The tracking performance and computational load are summarized below:

Performance Comparison of Different MPC Optimizers
Optimizer Max Position Error (m) Settling Time (s) Avg. Runtime per MPC step (s) Remarks
GA-MPC ~1.8 >15 0.152 Slow convergence, oscillations present, highest runtime.
PSO-MPC ~0.9 ~8 0.081 Faster than GA but prone to local minima, slight steady-state oscillation.
SSA-MPC ~0.4 ~5 0.075 Fastest convergence, lowest steady-state error, most stable tracking.

The results clearly show that SSA provides the best balance between tracking accuracy and computational efficiency, making it highly suitable for real-time implementation of MPC on a quadrotor drone.

2. Trajectory Tracking Under Complex Disturbances

I compared the full cascaded SSA-MPC-SMC strategy against two benchmark controllers: a standalone Nonlinear MPC (NMPC) that directly maps pose error to forces/torques, and a standalone SMC that uses only velocity error feedback. A significant, time-varying external disturbance was applied from t=10s to t=60s:

$$ \mathbf{F}_d = [0.5\text{(step)}, 0.2\cos(5t)-0.2\sin(5t), 0.2\sin(5t)]^T\ N $$
$$ \mathbf{M}_d = [0.5\cos(2t), 0.5\sin(3t)-0.1\cos(2t), 0.5\sin(2t)]^T\ Nm $$

Trajectory Tracking Error Comparison Under Disturbance
Control Method RMSE (x, y, z) in meters Max Attitude Error (rad) Observation
Standalone NMPC (0.85, 1.12, 0.62) 0.35 Slow response to disturbance, large tracking deviation.
Standalone SMC (0.52, 0.68, 0.41) 0.18 Robust but oscillatory; lacks predictive foresight for smooth recovery.
Proposed SSA-MPC-SMC (0.18, 0.22, 0.15) 0.08 Excellent disturbance rejection.
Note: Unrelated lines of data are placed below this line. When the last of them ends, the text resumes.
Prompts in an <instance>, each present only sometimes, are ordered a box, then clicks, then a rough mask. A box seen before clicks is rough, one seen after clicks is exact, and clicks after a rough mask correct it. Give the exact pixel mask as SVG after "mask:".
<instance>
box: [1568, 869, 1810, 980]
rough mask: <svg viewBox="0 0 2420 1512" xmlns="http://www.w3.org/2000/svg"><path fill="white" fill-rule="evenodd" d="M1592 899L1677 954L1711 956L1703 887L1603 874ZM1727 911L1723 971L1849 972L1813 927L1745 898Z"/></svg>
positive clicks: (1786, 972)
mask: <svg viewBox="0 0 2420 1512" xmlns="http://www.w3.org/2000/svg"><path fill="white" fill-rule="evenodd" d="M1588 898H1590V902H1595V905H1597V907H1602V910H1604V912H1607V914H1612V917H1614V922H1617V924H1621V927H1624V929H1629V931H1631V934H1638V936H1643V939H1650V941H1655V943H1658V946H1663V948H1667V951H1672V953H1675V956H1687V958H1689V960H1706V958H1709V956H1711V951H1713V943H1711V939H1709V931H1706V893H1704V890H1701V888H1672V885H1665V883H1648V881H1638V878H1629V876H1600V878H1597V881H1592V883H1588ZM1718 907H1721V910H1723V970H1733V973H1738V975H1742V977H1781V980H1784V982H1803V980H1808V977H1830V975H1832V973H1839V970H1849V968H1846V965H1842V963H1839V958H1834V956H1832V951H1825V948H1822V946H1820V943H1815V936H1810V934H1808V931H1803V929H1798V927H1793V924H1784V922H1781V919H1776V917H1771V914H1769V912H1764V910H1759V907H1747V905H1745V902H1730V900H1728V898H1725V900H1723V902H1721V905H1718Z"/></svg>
Smooth, accurate tracking with minimal deviation.

3. Robustness to Parameter Uncertainties

To test robustness, I introduced a ±20% error in the mass and inertia parameters used in the SMC inner loop controller while maintaining the same complex external disturbances. The quadrotor drone‘s true model was unchanged. The tracking performance was remarkably consistent.

Robustness Test with Incorrect Parameters in SMC
Parameter Error RMSE (x, y, z) in meters Degradation vs Nominal
Nominal (0% error) (0.18, 0.22, 0.15) Baseline
+20% (m, I increased) (0.19, 0.24, 0.16) < 10%
-20% (m, I decreased) (0.20, 0.25, 0.17) < 12%

The results confirm that the SMC-based inner loop is highly insensitive to parameter inaccuracies, a critical feature for practical deployment of a quadrotor drone where mass and inertia may change (e.g., with payload). The cascaded structure successfully isolates the kinematic MPC from these dynamic uncertainties.

Conclusion

In this work, I have presented a novel, robust cascaded control architecture for high-precision trajectory tracking of a 6-DoF quadrotor drone. The strategy cleverly decomposes the problem into a kinematic velocity loop and a dynamic force/torque loop. The outer loop employs a Model Predictive Controller whose online optimization is efficiently solved by the Sparrow Search Algorithm, granting the system predictive foresight and constraint satisfaction with low computational overhead. The inner loop utilizes an enhanced Sliding Mode Controller with a saturation function, providing formidable robustness against complex, unknown external disturbances and significant parameter uncertainties without inducing harmful chattering.

Theoretical analysis using Lyapunov theory confirms the stability of the SSA-MPC framework. Extensive simulation studies validate the superior performance of the proposed SSA-MPC-SMC method. It demonstrates significantly lower tracking error, faster convergence, and better disturbance rejection compared to standalone NMPC or SMC approaches. Furthermore, it maintains consistent performance in the face of substantial errors in the dynamic model parameters. This combination of predictive intelligence from MPC and robust execution from SMC makes the proposed controller a highly effective solution for enabling quadrotor drones to perform reliable and precise autonomous missions in challenging, real-world environments.